There are several 19th century processes in the show, such as tintypes, photograms, and modern daguerreotypes, and some of these processes“can't be made in Jordan by artists because the chemicals aren't available”, Lamb pointed out.
“A beautiful and powerful body of work in the show is Four Freedoms, produced by the For Freedoms collective including Hank Willis Thomas and Emily Shur in collaboration with Eric Gottesman and Wyatt Gallery. In this body of work the artists have reimagined Norman Rockwell's seminal paintings, Four Freedoms. The original works were a visual interpretation of president Franklin D Roosevelt's 1941 State of the Union address, detailing his vision for a post-war America in which he extolled the global right to freedom of speech, freedom of worship, freedom from want, and the freedom from fear,” Lamb said.
However, Roosevelt made these paintings in 1943, Japanese Americans were imprisoned in internment camps, while African-American soldiers who grew up under Jim Crow laws fought in segregated units, the curator said.
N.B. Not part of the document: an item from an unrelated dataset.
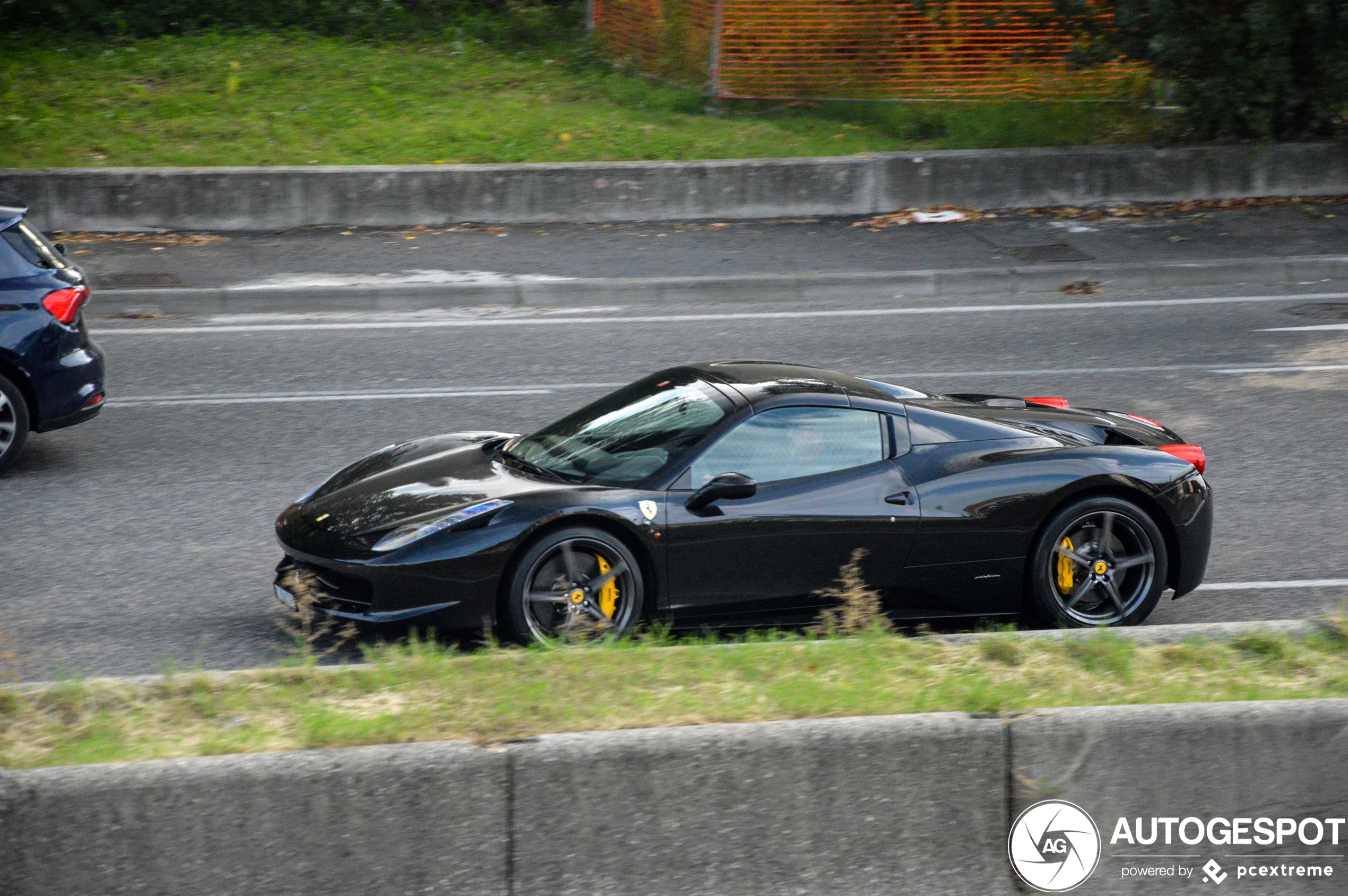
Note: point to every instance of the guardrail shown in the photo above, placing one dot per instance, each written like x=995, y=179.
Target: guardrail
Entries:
x=393, y=196
x=878, y=805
Willis Thomas said:“At that time in America, it seemed what it meant to be American was to be white Anglo-Saxon.”
According to Lamb, Norman Rockwell's work at the time was seen as representative of Americana. This new project concerns the question of what Americana stands for and for whom it stands, she explained.
“This new project is the questioning of what Americana stands for and for whom it stands, so For Freedoms tried to bring the past forward. The question that this work embodies is what would those four freedoms look like in the 21st century?” she asked.
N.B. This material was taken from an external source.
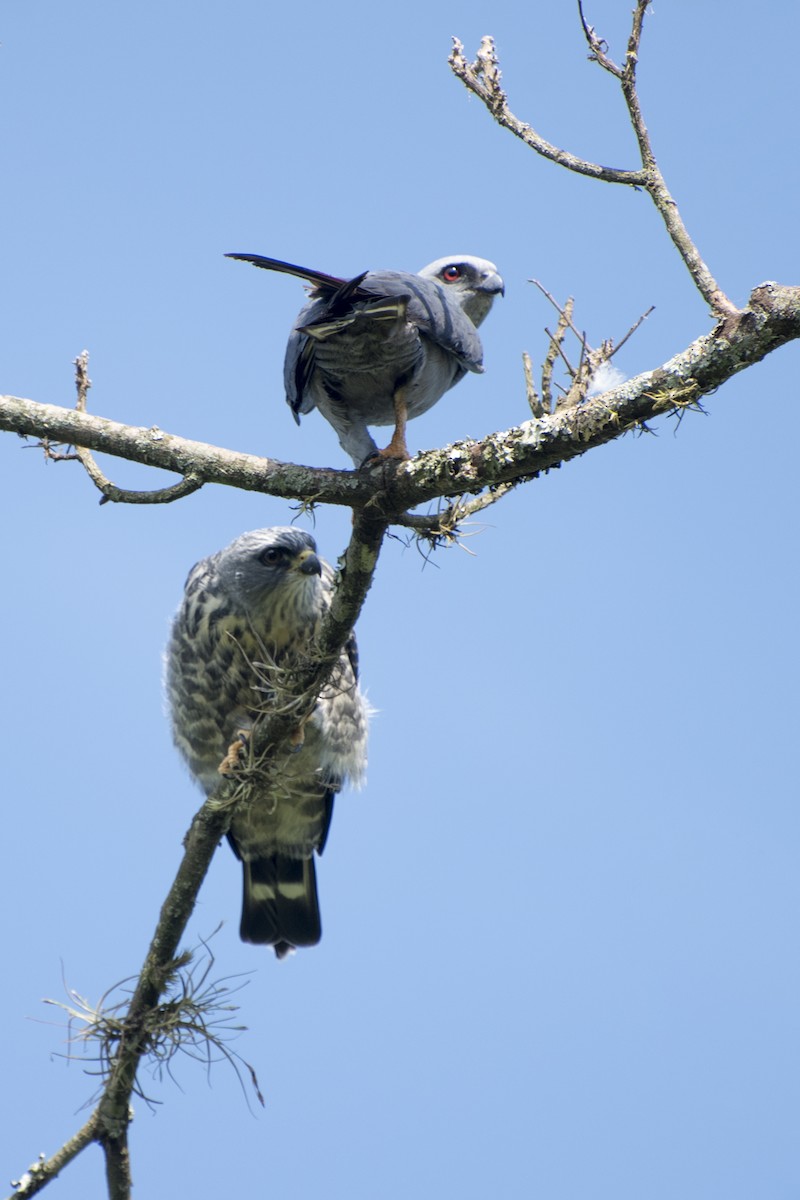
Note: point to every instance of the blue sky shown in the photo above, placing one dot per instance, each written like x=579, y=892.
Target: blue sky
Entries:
x=560, y=923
Willis Thomas asked:“What does a Muslim look like?” He was worried about tokenism.
“The pictures depict so many people from different backgrounds. Only four photos are shown in this exhibition but there are many different versions of these four freedoms. The artists worked with over 200 people to depict the diversity of America“, Lamb said, adding that in one version of the Thanksgiving photo,“Freedom from Want”, there is actually Middle Eastern food on the table, which was brought in by one of the subjects in the photo.
Often with art we don't like to be challenged, unsettled, or made to think, and these images, and the entire exhibition, do just that, she explained.
“I don't have immediate plans to do more shows in Jordan, but rather, I would like to next do an exhibition in the US on Middle Eastern photography, which would include Jordanian artists. It would be sort of a cultural exchange, since I have just brought American artists to Jordan,” Lamb underscored.
The exhibition runs through November 26.